- Theatrical Poster
- Directed by: Kris Kaczor
- Written by: Inila Wakan
- Produced by: Kevin Bayson
- Cinematography: Matt Lyons
- Edited by: Steve Nemsick
- Music by: Kris Kaczor
- Release date: March 4, 2022 (Santa Barbara International Film Festival);
- Running time: 69 minutes
- Country: United States
- Language: English

= Big Crow =

2022 film directed by Kris Kaczor

Big Crow is a 2022 American documentary film directed by Kris Kaczor. The film examines the life and impact of SuAnne Big Crow, a young Lakota basketball player who used her talents to fight racism, violence, drugs and alcohol on Pine Ridge Indian Reservation in South Dakota.
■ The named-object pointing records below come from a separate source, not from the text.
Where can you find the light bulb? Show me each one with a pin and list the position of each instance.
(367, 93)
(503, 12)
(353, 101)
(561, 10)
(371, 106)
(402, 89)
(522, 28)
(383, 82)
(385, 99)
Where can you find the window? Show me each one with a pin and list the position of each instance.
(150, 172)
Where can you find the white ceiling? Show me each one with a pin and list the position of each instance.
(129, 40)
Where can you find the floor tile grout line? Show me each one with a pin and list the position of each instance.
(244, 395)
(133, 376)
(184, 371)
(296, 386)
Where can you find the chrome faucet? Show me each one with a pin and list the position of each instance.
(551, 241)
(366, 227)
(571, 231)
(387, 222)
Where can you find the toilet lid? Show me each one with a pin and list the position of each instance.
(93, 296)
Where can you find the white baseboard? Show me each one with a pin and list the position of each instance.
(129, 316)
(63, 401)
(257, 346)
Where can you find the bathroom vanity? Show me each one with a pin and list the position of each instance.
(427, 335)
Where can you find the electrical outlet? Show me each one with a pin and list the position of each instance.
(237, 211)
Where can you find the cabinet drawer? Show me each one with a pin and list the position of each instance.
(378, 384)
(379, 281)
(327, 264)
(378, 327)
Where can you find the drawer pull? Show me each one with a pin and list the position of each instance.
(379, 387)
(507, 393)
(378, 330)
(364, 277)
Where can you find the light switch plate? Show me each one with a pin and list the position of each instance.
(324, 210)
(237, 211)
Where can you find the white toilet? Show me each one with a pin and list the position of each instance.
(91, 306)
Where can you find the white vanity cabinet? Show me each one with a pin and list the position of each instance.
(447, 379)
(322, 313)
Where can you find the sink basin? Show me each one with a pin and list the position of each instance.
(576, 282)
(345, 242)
In 1989 Suanne made history, bringing the first-ever class A girls state basketball championship to a native high school. Her tragic death in a car accident in 1992 served to cement her legacy as an activist and gave power to a voice that remains effective today, thirty years after her death.

==Cast==
- SuAnne Big Crow
- Leticia “Chick” Big Crow
- Cecelia “CeCe” Big Crow
- Frances “Pigeon” Big Crow
- Kellee Brewer
- Angie Big Crow
- Toni Morton
- Rayette Provost
- Bryan Brewer
- Bamm Brewer
- Raymond Eagle Hawk Jr.

== Release ==
Big Crow had its premiere at the Santa Barbara International Film Festival in 2022.